🧠 How AI Really Works

An Interactive Journey Inside Neural Networks

What is a Neural Network?

Imagine your brain is made of billions of tiny decision-makers called neurons. Each neuron:

  • 🎯 Takes in information (inputs)
  • 🤔 Thinks about it (processing)
  • 💡 Makes a decision (output)

An AI neural network works the same way! It's like a simplified brain made of math. Let's see it in action!

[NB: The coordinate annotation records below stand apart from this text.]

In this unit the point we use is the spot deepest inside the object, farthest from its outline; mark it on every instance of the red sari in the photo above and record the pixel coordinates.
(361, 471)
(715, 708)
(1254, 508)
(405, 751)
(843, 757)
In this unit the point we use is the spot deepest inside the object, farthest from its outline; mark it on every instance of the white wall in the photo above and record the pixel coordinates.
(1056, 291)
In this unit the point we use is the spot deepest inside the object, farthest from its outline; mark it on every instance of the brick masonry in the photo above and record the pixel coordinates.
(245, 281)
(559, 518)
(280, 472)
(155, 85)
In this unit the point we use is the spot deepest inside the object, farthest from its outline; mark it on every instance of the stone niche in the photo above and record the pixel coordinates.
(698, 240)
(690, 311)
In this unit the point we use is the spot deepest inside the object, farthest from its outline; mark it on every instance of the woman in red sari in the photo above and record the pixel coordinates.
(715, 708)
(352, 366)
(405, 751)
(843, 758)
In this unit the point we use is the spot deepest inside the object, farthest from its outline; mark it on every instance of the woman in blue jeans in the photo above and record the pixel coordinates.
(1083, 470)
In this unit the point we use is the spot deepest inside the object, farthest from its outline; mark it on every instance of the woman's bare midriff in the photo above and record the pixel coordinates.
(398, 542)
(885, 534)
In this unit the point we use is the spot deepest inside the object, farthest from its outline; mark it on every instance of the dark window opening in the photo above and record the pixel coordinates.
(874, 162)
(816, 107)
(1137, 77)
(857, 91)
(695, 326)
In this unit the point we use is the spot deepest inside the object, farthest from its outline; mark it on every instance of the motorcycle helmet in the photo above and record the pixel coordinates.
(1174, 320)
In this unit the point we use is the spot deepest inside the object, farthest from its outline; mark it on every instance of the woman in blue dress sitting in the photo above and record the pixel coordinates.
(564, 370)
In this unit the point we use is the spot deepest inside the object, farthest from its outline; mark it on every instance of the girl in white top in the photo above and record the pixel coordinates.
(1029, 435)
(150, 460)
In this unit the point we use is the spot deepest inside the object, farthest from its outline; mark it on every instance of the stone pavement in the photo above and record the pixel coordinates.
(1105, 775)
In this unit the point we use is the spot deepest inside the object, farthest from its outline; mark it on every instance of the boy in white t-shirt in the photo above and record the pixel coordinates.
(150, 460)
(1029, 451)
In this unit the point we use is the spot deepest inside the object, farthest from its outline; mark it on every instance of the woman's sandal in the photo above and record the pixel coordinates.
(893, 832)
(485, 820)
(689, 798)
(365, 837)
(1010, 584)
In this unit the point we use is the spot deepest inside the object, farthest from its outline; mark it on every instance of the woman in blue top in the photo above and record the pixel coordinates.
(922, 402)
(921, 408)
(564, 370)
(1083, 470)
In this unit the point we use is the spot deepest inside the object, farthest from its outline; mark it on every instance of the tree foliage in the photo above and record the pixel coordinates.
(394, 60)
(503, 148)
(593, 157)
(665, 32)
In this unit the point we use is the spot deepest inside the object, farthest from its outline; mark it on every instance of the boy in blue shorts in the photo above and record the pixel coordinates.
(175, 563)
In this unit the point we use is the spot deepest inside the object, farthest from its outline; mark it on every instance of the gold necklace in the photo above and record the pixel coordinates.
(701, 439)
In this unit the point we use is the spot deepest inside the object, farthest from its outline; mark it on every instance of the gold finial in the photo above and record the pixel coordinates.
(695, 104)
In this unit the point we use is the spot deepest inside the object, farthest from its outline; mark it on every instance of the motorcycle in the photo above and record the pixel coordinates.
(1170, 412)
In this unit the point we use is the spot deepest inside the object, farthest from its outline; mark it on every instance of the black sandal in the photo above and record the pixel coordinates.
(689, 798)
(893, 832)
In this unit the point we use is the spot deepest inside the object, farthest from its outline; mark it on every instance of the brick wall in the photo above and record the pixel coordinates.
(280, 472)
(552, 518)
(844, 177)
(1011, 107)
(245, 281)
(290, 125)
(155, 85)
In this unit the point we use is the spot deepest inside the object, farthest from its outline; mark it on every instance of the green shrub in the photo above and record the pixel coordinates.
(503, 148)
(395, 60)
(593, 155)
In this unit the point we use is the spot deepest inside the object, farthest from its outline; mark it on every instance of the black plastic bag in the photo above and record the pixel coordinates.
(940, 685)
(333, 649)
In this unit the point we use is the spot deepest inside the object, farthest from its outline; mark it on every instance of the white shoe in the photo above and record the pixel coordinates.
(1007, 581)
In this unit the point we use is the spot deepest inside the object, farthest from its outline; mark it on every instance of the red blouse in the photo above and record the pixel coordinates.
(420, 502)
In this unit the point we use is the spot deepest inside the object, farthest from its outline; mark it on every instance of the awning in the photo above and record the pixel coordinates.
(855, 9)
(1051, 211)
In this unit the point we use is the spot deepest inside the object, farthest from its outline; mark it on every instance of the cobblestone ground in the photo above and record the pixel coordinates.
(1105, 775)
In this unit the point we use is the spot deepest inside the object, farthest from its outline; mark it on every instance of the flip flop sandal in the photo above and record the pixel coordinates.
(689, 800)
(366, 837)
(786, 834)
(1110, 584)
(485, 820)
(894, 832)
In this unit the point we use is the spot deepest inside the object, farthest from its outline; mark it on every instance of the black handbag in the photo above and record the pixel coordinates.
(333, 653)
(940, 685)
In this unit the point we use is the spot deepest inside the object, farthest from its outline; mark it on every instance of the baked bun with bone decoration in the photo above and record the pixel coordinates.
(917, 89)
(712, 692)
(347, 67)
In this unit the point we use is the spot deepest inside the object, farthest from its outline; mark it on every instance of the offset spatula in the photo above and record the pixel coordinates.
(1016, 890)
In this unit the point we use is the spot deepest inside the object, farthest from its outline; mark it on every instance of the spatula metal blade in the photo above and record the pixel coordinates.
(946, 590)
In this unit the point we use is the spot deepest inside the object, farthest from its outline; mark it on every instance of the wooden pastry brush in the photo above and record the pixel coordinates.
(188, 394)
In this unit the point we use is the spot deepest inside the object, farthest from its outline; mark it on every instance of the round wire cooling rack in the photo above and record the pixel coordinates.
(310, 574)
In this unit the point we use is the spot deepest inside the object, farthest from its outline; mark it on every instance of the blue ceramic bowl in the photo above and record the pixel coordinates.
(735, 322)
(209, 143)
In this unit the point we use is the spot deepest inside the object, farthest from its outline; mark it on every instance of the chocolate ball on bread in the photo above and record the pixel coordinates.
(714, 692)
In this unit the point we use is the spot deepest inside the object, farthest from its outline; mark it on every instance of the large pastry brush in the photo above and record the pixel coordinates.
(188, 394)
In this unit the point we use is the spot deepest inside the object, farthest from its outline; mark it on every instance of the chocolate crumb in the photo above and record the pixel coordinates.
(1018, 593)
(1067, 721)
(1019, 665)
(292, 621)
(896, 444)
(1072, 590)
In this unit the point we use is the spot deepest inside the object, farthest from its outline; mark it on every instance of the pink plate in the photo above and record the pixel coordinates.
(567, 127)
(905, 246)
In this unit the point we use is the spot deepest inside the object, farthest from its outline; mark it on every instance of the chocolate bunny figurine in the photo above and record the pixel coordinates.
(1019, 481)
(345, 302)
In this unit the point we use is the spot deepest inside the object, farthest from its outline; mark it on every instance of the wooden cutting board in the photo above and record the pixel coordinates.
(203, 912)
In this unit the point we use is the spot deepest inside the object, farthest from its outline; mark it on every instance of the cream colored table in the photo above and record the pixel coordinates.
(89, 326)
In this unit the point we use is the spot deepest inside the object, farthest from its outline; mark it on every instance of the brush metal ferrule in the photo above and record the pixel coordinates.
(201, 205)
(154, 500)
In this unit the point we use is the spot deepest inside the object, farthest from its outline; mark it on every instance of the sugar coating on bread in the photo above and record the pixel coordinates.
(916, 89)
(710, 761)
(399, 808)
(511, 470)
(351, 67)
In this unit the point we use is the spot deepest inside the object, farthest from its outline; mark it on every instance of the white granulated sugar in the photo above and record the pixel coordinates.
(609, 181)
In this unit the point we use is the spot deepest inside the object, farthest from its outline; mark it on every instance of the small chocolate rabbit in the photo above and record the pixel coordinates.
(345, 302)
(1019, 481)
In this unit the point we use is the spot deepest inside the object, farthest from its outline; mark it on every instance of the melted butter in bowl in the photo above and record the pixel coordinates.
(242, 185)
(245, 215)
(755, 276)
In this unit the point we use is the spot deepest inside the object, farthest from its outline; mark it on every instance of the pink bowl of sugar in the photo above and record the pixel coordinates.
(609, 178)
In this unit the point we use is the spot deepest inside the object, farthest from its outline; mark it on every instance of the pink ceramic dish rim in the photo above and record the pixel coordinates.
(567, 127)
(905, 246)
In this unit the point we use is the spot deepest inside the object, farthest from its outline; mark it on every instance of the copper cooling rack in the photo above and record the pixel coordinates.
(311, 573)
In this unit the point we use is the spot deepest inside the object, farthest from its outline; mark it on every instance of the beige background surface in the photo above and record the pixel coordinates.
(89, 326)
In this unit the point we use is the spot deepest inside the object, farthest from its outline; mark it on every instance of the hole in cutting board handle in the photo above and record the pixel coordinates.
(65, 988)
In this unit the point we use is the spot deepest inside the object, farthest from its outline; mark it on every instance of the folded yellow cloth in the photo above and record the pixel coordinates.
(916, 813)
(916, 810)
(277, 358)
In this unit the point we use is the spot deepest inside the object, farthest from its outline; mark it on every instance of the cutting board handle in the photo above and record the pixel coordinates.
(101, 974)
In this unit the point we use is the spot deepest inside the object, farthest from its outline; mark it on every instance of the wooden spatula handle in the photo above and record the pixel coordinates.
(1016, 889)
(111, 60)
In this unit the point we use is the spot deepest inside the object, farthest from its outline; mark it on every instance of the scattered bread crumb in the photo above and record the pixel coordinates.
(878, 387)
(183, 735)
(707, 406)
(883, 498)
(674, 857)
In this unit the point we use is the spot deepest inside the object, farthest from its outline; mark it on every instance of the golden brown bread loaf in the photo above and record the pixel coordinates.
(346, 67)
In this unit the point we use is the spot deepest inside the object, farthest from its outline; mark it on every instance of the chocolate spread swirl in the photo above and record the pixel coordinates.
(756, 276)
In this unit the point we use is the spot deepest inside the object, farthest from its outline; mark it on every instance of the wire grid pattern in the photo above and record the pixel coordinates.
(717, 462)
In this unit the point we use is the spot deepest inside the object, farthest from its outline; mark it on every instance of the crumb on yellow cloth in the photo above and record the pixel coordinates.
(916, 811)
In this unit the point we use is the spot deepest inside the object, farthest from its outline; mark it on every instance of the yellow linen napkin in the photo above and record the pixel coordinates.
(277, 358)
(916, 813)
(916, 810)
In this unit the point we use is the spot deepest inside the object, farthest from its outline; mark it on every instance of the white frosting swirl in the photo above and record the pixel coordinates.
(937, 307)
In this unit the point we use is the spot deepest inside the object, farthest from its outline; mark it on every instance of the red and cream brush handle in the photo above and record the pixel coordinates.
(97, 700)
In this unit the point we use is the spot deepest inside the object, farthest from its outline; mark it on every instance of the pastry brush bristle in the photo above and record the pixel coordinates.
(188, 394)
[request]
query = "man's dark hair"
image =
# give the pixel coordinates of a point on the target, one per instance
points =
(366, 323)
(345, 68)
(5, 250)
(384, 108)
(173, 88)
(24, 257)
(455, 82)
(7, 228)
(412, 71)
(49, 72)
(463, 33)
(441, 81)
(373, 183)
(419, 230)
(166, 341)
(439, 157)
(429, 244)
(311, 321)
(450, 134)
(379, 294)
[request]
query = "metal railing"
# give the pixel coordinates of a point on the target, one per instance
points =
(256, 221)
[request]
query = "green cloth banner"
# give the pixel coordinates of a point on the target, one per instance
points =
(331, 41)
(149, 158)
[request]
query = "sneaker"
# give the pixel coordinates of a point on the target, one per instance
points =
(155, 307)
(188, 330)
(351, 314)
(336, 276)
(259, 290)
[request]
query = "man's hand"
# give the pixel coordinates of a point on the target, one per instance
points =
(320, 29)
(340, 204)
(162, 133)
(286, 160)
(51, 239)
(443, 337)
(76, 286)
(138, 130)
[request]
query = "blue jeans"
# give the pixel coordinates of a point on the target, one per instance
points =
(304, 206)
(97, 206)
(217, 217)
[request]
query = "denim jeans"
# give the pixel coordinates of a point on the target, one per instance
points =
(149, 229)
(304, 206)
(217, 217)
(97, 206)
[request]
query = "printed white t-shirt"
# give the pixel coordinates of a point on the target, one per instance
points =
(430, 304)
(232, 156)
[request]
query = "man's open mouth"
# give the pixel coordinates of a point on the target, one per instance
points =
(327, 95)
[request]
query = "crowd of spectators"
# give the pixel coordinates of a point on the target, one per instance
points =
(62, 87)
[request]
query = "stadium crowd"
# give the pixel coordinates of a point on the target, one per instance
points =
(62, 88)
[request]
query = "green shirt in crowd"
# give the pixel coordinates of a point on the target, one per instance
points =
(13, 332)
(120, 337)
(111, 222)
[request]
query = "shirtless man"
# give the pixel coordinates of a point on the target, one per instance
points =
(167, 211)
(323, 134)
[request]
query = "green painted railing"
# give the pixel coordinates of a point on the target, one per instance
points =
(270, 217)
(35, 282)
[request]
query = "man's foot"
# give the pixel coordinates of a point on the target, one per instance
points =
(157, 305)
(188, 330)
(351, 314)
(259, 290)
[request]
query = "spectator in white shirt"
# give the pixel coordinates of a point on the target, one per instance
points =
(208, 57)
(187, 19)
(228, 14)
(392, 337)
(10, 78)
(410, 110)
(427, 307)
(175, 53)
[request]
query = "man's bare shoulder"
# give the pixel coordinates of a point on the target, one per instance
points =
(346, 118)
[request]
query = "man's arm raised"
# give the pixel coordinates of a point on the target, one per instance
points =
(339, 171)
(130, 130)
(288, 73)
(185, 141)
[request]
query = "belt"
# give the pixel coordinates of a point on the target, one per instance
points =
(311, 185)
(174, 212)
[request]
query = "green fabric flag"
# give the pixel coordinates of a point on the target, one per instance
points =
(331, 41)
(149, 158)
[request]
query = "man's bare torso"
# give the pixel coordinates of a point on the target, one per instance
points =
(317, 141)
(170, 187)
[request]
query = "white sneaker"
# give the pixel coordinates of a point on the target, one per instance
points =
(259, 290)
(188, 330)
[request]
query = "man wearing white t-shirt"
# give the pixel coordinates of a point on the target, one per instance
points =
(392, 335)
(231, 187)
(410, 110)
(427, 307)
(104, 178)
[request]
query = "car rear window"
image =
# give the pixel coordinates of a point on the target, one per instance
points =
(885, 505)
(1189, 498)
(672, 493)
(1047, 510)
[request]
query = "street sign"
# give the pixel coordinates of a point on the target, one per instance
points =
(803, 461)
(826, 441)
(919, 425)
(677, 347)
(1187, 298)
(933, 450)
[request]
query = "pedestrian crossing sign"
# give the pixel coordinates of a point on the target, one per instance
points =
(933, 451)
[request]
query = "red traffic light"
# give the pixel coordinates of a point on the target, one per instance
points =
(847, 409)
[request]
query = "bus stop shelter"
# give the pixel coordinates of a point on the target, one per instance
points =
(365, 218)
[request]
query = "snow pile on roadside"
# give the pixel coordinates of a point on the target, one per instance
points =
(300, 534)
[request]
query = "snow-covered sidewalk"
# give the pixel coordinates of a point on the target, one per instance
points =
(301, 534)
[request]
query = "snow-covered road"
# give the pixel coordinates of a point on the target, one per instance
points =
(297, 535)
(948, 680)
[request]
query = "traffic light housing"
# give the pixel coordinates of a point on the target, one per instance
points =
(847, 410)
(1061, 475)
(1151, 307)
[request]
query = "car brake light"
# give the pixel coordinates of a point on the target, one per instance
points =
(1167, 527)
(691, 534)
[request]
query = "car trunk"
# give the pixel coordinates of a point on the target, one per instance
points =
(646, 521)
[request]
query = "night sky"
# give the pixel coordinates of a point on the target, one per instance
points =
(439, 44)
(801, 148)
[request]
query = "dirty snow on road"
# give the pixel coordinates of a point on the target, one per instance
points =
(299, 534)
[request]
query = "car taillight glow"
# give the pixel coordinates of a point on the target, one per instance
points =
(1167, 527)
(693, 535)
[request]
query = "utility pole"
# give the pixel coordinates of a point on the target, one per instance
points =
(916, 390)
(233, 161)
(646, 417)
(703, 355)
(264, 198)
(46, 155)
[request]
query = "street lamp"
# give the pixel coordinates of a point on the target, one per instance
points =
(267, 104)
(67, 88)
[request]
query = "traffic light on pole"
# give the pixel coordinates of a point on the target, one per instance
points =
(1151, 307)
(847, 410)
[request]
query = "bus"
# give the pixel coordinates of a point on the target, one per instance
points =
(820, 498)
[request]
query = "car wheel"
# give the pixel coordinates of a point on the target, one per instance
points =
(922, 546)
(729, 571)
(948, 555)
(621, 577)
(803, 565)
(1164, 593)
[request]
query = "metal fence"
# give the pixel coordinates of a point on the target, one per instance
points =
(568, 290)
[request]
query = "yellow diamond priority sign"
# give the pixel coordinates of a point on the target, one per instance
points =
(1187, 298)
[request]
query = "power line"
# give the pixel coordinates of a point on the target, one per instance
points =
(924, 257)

A neural network is a function approximator that transforms inputs through layers of neurons:

f(x) = σ(W₃ · σ(W₂ · σ(W₁ · x + b₁) + b₂) + b₃)

Where:

  • x = input vector
  • Wᵢ = weight matrix for layer i
  • bᵢ = bias vector for layer i
  • σ = activation function (e.g., ReLU, sigmoid)

🎮 Live XOR Training Demo

Watch an AI learn the XOR problem in real-time! XOR outputs 1 when inputs are different, 0 when same.

Epoch
0
Loss
1.000
Accuracy
0%
Learning Rate
0.1

How Does Learning Work?

🎯 Forward Pass: Making Predictions

The network makes a prediction by passing data forward through each layer:

  1. Input: Feed in the data (like 0,1 for XOR)
  2. Multiply & Add: Each connection has a "strength" (weight)
  3. Activate: Decide if the neuron should "fire"
  4. Output: Get the final prediction

📉 Backward Pass: Learning from Mistakes

When the network is wrong, it learns by adjusting its connections:

  1. Calculate Error: How wrong was the prediction?
  2. Blame Game: Which connections caused the error?
  3. Adjust Weights: Make connections stronger or weaker
  4. Repeat: Try again with new weights!

Forward Propagation

For each layer l:

z[l] = W[l] · a[l-1] + b[l]
a[l] = σ(z[l])

Where a[0] = x (input) and a[L] = ŷ (output)

Backpropagation

Loss function (Mean Squared Error):

L = ½ Σ(y - ŷ)²

Gradient computation:

δ[L] = ∇ₐL ⊙ σ'(z[L])
δ[l] = (W[l+1]ᵀ · δ[l+1]) ⊙ σ'(z[l])

Weight update:

W[l] = W[l] - α · δ[l] · a[l-1]ᵀ
b[l] = b[l] - α · δ[l]

Key Components Explained

🔗 Weights & Biases

Weights are like volume knobs - they control how much each input matters.

Biases are like thresholds - they decide when a neuron should activate.

⚡ Activation Functions

These decide if a neuron should "fire" or not:

  • ReLU: If positive, pass it on. If negative, block it!
  • Sigmoid: Squash everything between 0 and 1
  • Tanh: Squash everything between -1 and 1

🎯 Gradient Descent

Imagine you're blindfolded on a hill, trying to reach the bottom:

  1. Feel the slope around you (calculate gradient)
  2. Take a small step downhill (adjust weights)
  3. Repeat until you reach the bottom (minimum loss)

Activation Functions

ReLU:

f(x) = max(0, x)
f'(x) = {1 if x > 0, 0 if x ≤ 0}

Sigmoid:

σ(x) = 1 / (1 + e⁻ˣ)
σ'(x) = σ(x) · (1 - σ(x))

Tanh:

tanh(x) = (eˣ - e⁻ˣ) / (eˣ + e⁻ˣ)
tanh'(x) = 1 - tanh²(x)

Gradient Descent Update Rule

θₜ₊₁ = θₜ - α · ∇θ L(θₜ)

Where:

  • θ = parameters (weights and biases)
  • α = learning rate
  • ∇θ L = gradient of loss with respect to parameters